XEROSTOMIA THERAPEUTICS MARKET ANALYSIS

Market Challenges And Opportunities

Global Xerostomia Therapeutics Market: Restraints

High cost, ineffectiveness and side effects of some available treatments for xerostomia are the major factors that are expected to restraint the xerostomia therapeutics market growth. Moreover, stringent U.S. Food and Drug Administration (FDA) regulations for drug approval can hamper the market growth. For instance, Amifostine-sold under the trade name Ethyol is the only drug available in the market that has been approved by the U.S FDA for providing protection from radiation-induced xerostomia. Radiation leads to generation of certain oxygen derived free radicals which damage the cells of the salivary gland and cause xerostomia.
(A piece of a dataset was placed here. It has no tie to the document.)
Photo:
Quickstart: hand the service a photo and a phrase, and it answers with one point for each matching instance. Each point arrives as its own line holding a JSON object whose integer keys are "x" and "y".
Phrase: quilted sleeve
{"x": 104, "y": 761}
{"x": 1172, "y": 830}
Ethyol acts as a scavenger of these oxygen derived free radicals to protect the salivary gland cells and prevent xerostomia. However, Ethyol is costly and reduces the tumor control activity of the radiation therapy.
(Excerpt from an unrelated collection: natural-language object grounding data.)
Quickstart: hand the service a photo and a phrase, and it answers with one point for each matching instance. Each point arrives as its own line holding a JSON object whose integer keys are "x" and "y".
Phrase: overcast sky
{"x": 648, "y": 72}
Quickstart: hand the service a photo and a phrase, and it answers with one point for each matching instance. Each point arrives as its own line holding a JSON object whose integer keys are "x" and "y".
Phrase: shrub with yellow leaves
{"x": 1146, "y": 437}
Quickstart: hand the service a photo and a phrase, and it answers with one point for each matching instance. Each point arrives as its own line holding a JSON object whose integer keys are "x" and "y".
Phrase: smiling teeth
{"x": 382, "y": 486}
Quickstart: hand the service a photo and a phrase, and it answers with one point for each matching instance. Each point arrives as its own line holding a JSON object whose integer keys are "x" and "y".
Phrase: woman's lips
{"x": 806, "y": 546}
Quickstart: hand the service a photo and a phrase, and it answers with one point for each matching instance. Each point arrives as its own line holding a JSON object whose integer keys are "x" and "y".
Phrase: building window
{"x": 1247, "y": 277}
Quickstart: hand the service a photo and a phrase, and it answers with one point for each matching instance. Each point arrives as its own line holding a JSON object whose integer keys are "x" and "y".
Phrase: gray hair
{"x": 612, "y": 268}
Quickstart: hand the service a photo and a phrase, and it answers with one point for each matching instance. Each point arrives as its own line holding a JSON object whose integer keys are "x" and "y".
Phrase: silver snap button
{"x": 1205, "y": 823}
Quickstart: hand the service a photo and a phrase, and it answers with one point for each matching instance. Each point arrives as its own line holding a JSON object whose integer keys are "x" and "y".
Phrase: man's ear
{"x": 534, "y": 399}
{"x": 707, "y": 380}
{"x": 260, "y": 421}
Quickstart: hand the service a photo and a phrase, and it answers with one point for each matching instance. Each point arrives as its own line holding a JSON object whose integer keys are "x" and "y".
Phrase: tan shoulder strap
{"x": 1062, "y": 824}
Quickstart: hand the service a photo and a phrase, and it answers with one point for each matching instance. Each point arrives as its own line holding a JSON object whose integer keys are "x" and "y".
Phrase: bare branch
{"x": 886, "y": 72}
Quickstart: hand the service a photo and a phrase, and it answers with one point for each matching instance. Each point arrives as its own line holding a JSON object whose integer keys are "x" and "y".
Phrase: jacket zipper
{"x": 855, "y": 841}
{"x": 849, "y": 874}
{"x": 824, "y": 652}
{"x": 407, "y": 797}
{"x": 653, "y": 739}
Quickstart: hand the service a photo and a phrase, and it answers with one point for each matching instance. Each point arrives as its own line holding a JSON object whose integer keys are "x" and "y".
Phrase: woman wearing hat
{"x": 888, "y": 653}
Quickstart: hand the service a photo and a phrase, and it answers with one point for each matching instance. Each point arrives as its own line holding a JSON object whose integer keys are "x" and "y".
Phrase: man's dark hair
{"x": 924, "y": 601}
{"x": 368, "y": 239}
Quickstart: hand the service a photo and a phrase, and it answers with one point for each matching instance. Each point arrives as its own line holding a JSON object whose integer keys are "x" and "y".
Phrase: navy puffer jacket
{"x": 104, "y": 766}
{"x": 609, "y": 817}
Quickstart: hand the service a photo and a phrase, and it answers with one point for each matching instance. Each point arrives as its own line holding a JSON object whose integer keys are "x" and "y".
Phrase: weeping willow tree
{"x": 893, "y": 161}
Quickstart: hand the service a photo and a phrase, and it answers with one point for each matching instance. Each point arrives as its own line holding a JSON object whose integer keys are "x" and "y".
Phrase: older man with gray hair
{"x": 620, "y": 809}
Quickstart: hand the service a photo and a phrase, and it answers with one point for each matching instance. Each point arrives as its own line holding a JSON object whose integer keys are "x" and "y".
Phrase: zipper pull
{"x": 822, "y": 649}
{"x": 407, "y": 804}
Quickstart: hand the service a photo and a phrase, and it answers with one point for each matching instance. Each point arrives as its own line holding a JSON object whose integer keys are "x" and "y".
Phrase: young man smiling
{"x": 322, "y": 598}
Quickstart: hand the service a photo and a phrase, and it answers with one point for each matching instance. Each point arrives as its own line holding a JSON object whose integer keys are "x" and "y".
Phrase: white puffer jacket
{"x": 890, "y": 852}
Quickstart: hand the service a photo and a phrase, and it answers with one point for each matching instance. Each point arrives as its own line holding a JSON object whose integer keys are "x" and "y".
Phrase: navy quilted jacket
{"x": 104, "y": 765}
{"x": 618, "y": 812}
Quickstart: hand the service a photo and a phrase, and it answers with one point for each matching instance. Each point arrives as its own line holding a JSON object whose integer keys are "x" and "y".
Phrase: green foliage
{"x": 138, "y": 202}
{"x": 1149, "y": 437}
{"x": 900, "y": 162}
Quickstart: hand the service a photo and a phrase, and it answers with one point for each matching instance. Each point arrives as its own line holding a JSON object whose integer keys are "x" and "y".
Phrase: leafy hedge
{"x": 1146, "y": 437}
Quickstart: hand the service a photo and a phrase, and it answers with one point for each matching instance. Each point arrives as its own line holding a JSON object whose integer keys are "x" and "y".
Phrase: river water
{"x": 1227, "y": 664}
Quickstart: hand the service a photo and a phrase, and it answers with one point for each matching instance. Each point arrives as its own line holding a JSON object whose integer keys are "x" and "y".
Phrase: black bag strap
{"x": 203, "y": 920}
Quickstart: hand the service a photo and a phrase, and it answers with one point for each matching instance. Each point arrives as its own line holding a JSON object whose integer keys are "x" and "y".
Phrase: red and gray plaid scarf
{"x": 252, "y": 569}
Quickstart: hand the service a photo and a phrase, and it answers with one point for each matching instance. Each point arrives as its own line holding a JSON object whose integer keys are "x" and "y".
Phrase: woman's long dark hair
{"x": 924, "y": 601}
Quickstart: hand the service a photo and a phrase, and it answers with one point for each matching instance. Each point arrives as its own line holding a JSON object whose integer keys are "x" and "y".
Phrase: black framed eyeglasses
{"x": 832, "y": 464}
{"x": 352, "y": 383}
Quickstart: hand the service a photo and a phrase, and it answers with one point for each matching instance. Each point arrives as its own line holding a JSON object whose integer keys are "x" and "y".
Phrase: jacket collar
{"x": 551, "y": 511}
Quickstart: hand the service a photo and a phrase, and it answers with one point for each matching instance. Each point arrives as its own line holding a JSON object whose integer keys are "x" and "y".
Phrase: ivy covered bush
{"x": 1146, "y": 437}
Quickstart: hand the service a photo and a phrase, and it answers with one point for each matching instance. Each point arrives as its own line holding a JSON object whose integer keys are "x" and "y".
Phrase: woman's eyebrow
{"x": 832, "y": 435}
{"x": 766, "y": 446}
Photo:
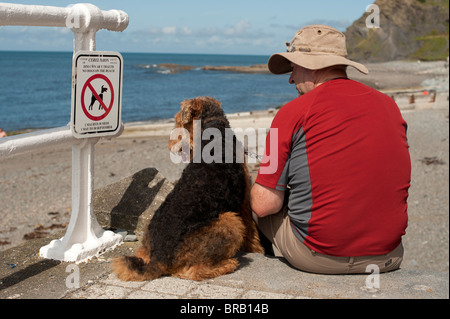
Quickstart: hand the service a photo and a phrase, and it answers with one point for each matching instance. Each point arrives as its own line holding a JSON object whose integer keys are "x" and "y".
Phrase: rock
{"x": 409, "y": 29}
{"x": 130, "y": 203}
{"x": 258, "y": 68}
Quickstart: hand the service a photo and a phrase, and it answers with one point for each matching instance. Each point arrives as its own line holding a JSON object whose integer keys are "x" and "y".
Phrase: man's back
{"x": 343, "y": 157}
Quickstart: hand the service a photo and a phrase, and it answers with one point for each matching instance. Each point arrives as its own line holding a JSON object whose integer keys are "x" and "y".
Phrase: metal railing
{"x": 84, "y": 237}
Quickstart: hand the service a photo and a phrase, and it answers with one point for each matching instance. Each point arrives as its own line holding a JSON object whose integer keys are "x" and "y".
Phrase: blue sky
{"x": 258, "y": 27}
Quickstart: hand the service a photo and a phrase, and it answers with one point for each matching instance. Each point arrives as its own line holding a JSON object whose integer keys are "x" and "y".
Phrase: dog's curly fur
{"x": 205, "y": 220}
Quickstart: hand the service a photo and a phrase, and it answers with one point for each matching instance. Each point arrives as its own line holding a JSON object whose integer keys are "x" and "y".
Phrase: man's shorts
{"x": 278, "y": 230}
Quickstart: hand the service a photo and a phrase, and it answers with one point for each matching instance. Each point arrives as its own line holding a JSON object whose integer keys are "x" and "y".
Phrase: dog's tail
{"x": 132, "y": 268}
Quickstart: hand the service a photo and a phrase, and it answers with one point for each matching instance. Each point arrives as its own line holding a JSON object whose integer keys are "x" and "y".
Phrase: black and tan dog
{"x": 206, "y": 219}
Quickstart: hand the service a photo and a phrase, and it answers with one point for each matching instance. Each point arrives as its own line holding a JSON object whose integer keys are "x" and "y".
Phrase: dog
{"x": 197, "y": 231}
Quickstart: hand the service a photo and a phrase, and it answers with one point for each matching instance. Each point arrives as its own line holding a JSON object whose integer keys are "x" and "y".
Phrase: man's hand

Pilocarpine (Salagen) and cevimeline hydrochloride (Evoxac capsules) have been approved by U.S FDA to be used as salivary stimulants for the treatment of xerostomia. Several adverse side effects associated with these drugs include diarrhea, vision problems, sweating, nausea, vomiting, cutaneous vasodilation, bradycardia, and hypotension. Also, products like artificial saliva spray or gels have to be applied frequently to give relief from xerostomia, which significantly hampers a good night's sleep and daily activities.